Each circle (actually, it's a disk) contributed 2 corners (tetrahedrons). And then, apparently, it also contributed 1 1/2 corners of the "octahedron". They aren't cubical corners in the sense that if I try to mount them on a book, I see that the angles are too acute, they aren't "right angles". (I wonder if Kirby's Martians are left-handed and they call the tetrahedron angle the "left angle".) The sphere can be thought of as two half-spheres and the plane in between is divided into 6 angles, which I see need to be equal, so these "left angles" are 360/6 = 60 degrees. They need to be equal because the side of each "square hole" matches the side of a "triangular hole" and the triangle at the top of the sphere is clearly equilateral.
Putting together the 4 circles creates the 6 "square holes". Basically, each circle contributes 3 "quarter-squares". So 6 x 3/4 = 4. So we see that the circles pull together two different worlds, the "intra-world" of the holes in the circles and the "inter-world" created by the spaces between the circles. This distinction may be very meaningful in the field of "homology" which is a very abstract branch of mathematics that is basically the study of "holes". And it's a very difficult, abstract subject perhaps because the holes "are not there" from the point of view of set theory, so it's hard for set theory to talk about them.
It's also very helpful to be able to build models of the three-dimensional polytopes because I've been thinking a lot about polytopes as they turn out to be central to the distinctions I am looking for, many of which Kirby discusses.
Theoretically, I can think of two ways in which circle folding makes tangible fundamental ideas in math.

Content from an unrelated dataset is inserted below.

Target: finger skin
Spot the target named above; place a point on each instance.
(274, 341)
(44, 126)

Folding the circle at once creates "implicit opposites" very much like i and j, the square roots of negative one. One point that I would make to Steve which I think isn't apparent in his exposition of Clifford Algebras is that there is, a priori, no distinction to be made between the two square roots of negative one as they are both indistinguishable in every way. The distinction i and -i is artificial and misleading if they make us think that one rotation is more preferable or natural than another. Whereas the distinction between +1 and -1 is completely valid because -1 x -1 = 1 whereas 1 x 1 = 1 and so there is a real distinction to be made. So circle folding gives us practice with the implications of such implicit opposites. It models for us the complex plane. Then things like "complex conjugation" become natural. Or looking at the "upper half plane" of the complexes likewise, I imagine. Also, complex multiplication may make more sense. Perhaps we could try to draw a "unit circle" on the circle to consider how that multiplication works. Or perhaps, better yet, we could consider one side of the circle as the In-Side (centered on 0) and the flip side of the paper circle as the Out-Side (centered on infinity). Now we have a representation of the complex plane where 0 and infinity are naturally identifiable and motion away from the unit circle and towards the unit circle is, I expect, equivalent. The two operations involved in complex multiplication - moving towards the center or the edge - and rotating along the edge - then seem completely natural in a way that is unnatural in the "square" Euclidean plane.
Circle folding also comes up, I think, in terms of a more general "sphere-folding" where the sphere can be of any dimension N.